How Panelica Handles This Automatically
Everything described in this guide is something you have to set up, monitor, and respond to manually on a traditional server. With Panelica, most of it is handled automatically:
- Per-user cgroups (v2) — Each user's PHP-FPM workers have memory limits. One user's out-of-control script can't OOM-kill another user's PHP-FPM pool.
- Isolated PHP-FPM pools — Every user gets their own per-version PHP-FPM pool. A crash in one pool doesn't affect other users.
- Real-time monitoring — Panelica tracks PHP-FPM worker counts, memory usage, and process status.

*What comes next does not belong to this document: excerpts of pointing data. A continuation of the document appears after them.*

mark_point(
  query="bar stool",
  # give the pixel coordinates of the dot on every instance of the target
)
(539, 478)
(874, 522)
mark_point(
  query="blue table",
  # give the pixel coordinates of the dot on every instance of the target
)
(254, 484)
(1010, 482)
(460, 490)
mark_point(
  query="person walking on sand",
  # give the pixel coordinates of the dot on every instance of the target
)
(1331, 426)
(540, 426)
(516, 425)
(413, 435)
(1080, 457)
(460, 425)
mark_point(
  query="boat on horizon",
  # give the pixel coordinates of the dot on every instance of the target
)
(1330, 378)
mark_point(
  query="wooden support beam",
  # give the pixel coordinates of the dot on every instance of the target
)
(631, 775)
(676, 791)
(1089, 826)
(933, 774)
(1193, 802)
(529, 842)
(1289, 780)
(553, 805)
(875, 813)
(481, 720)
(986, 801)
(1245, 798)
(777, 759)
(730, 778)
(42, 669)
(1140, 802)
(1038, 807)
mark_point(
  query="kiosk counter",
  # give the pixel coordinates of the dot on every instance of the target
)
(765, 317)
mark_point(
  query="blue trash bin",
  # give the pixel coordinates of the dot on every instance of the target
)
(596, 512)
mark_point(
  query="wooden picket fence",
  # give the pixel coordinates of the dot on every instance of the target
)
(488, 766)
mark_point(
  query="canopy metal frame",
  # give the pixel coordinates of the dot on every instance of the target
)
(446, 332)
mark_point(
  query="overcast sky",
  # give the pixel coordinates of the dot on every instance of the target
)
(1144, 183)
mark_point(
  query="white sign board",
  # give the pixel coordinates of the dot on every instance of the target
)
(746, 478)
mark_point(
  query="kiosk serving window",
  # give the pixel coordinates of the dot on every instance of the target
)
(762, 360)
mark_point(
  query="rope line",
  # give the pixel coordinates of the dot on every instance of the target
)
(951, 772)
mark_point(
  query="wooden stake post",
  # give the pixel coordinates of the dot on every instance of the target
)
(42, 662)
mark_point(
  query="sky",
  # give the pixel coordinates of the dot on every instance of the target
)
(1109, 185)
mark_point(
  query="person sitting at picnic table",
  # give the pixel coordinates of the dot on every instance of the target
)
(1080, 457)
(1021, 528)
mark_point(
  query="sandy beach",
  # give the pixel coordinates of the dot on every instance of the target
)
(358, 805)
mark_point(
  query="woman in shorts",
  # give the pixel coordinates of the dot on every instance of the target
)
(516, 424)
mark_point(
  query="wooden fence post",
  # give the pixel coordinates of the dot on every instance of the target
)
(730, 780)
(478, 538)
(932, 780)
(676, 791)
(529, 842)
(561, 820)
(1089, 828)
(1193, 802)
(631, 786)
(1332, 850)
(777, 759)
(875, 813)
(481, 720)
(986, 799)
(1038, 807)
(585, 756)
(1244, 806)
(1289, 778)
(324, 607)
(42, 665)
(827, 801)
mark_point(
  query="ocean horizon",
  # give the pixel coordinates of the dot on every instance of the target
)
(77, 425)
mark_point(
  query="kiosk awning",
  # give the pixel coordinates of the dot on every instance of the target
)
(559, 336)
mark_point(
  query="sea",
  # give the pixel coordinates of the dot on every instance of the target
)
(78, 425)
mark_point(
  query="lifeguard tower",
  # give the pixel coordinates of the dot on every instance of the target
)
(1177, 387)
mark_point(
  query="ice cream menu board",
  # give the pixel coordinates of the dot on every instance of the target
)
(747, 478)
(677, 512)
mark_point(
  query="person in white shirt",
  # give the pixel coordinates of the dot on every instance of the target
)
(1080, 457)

You see the numbers before they become 502s.
- Automatic service restart — Managed services are configured with systemd
Restart=on-failure. If a service crashes, it comes back automatically. - Security Advisor — 50+ server checks, including disk usage warnings, before they cause problems.
- Log access in the panel — Nginx error logs, PHP-FPM logs, and application logs are accessible from the web interface. No SSH required to start debugging.
A 502 at 3 AM is still possible. But the distance between "something went wrong" and "I know exactly what it is" shrinks significantly when your infrastructure is properly instrumented.
Conclusion
502 Bad Gateway errors are always fixable. There are only so many things that can go wrong between Nginx and your backend, and once you know where to look, the diagnosis is usually straightforward:
- Read the Nginx error log first — it usually tells you exactly what failed
- Check if the backend is running and listening on the right socket/port
- Check system resources (RAM, disk) for OOM kills or full disks
- Check application logs for crashes or fatal errors
- Check security modules and firewalls if everything else looks fine
The most important habit is reading logs before guessing. The error message in /var/log/nginx/error.log almost always points directly at the problem. Start there, follow the chain, and you'll have the site back up before the coffee gets cold.